CUDA error in NanoPreprocess

Question

CUDA error in NanoPreprocess

albertoriva opened this issue 4 years ago · 6 comments

Hello,

I'm trying to run NanoPreprocess with guppy as the basecaller on our cluster system. I've installed the GPU guppy binaries in the correct place, but when I run the pipeline I get this error:

Command executed:

export LD_LIBRARY_PATH="/usr/local/nvidia/lib:/usr/local/nvidia/lib64:/.singularity.d/libs"
guppy_basecaller -x "cuda:0" --flowcell FLO-MIN106 --kit SQK-RNA002 --fast5_out -i ./ --save_path ./0_out --cpu_threads_per_caller 1 --gpu_runners_per_device 1 --num_callers 1
cat 0_out/.fastq | awk '{if (NR%4==2) gsub("U","T"); print}' >> 0.fastq
rm 0_out/.fastq
gzip 0.fastq

Command exit status:
139

Command output:
ONT Guppy basecalling software version 4.2.2+effbaf8
config file: /blue/icbrbi/apps/master_of_pores/NanoPreprocess/bin/ont-guppy/data/rna_r9.4.1_70bps_hac.cfg
model file: /blue/icbrbi/apps/master_of_pores/NanoPreprocess/bin/ont-guppy/data/template_rna_r9.4.1_70bps_hac.jsn
input path: ./
save path: ./0_out
chunk size: 2000
chunks per runner: 512
records per file: 4000
num basecallers: 1
gpu device: cuda:0
kernel path:
runners per device: 1

Command error:
WARNING: underlay of /etc/localtime required more than 50 (82) bind mounts
WARNING: underlay of /usr/bin/nvidia-smi required more than 50 (237) bind mounts
[guppy/error] *common::LoadModuleFromFatbin: Loading fatbin file shared.fatbin failed with: CUDA error at /builds/ofan/ont_core_cpp/ont_core/common/cuda_common.cpp:54: CUDA_ERROR_NO_BINARY_FOR_GPU

Followed by a segmentation fault. I suspect that the reason is that on our system the cuda libraries are loaded with "module load", so they are not available by default in the environment - but I don't know how to test if this is the correct explanation, nor how to fix it.

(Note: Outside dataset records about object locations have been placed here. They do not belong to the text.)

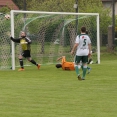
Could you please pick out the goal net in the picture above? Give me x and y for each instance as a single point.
(5, 45)
(53, 34)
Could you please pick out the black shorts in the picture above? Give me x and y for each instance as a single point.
(26, 54)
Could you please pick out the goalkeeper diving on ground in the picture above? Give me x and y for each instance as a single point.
(65, 65)
(25, 43)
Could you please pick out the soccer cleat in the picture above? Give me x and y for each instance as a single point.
(21, 69)
(89, 70)
(79, 77)
(38, 66)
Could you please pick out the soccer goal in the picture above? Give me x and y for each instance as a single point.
(53, 34)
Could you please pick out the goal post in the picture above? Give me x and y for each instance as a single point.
(53, 33)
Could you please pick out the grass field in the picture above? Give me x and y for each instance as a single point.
(51, 92)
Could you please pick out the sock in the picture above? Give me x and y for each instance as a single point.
(84, 71)
(77, 70)
(33, 62)
(21, 63)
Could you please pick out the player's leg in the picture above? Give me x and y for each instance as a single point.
(21, 63)
(77, 66)
(89, 69)
(28, 56)
(84, 60)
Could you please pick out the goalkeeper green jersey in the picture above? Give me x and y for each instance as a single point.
(25, 46)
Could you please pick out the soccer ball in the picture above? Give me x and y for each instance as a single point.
(7, 16)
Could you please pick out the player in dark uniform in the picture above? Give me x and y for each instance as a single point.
(25, 45)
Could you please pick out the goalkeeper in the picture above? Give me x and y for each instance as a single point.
(25, 43)
(65, 65)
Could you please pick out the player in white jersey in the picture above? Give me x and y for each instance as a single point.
(83, 46)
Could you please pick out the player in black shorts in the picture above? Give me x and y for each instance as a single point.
(25, 45)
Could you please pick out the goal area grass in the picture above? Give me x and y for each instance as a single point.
(51, 92)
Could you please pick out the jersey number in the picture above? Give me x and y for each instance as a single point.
(84, 42)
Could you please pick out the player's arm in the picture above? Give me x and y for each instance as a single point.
(15, 40)
(89, 46)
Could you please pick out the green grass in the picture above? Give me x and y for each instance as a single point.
(51, 92)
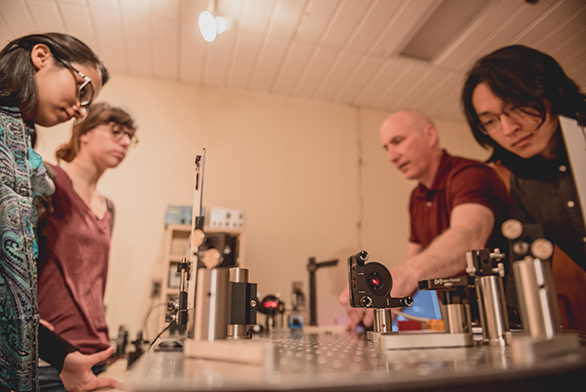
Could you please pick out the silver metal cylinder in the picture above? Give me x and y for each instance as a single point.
(493, 310)
(239, 275)
(456, 318)
(212, 304)
(237, 331)
(538, 305)
(382, 320)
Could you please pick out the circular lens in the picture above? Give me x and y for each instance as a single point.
(512, 229)
(375, 280)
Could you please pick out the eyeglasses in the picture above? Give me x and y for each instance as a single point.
(85, 92)
(118, 133)
(491, 123)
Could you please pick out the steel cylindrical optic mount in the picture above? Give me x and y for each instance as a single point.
(488, 271)
(243, 304)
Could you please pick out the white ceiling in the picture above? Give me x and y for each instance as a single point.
(337, 51)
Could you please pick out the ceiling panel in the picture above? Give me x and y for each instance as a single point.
(270, 61)
(46, 16)
(340, 72)
(245, 57)
(336, 51)
(138, 44)
(110, 33)
(379, 83)
(294, 63)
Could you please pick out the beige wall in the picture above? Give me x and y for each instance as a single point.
(292, 165)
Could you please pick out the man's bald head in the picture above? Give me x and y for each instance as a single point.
(411, 120)
(411, 140)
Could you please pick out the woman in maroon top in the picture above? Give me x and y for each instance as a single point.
(75, 232)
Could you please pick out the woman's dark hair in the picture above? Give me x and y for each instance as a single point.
(98, 114)
(521, 77)
(17, 72)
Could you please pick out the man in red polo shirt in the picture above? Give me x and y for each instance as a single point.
(457, 206)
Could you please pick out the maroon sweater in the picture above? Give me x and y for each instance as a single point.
(74, 247)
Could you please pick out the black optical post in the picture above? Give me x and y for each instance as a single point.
(313, 266)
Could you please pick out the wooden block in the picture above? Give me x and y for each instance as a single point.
(241, 351)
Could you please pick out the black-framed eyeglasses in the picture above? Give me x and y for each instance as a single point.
(491, 123)
(118, 133)
(85, 92)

Note that some of the paths mentioned in the error messages (e.g. /usr/bin/nvidia-smi, /usr/local/nvidia) don't exist on our system.

Thank you!

Answer 1 · 2020-10-06T14:39:52.000Z

Actually this seems to be a local problem. Sorry for the noise.

Answer 2 · 2020-11-13T20:03:54.000Z

Dear Alberto,
Did you solve the problem with error:
[guppy/error] *Common::LoadModuleFromFatbin: Loading fatbin file shared.fatbin failed with: CUDA error at /builds/ofan/ont_core_cpp/ont_core/common/cuda_common.cpp:54: CUDA_ERROR_NO_BINARY_FOR_GPU

My workstation has the new RTX3080 GPU. I am using docker with nivdia docker toolkit so that I can use CUDA 11, but guppy does not work either. :-(

Thanks for help.

All the best,
Sascha

Answer 3 · 2021-02-23T05:31:42.000Z

Dear Alberto, Sascha, I am having the same issue, Did you find a way to resolve it? I have a RTX3070 GPU. Funny enough, I can GPU basecall with standalone guppy 4.4.1 but not with guppy 4.2.2, which is the version associated with minknow.
Any tricks?
Many Thanks,
Carolina

Answer 4 · 2021-02-23T09:18:42.000Z

Hi @cccorreao1 can you paste me the log of your error? Are you using a version of Guppy that is built for being used on a GPU?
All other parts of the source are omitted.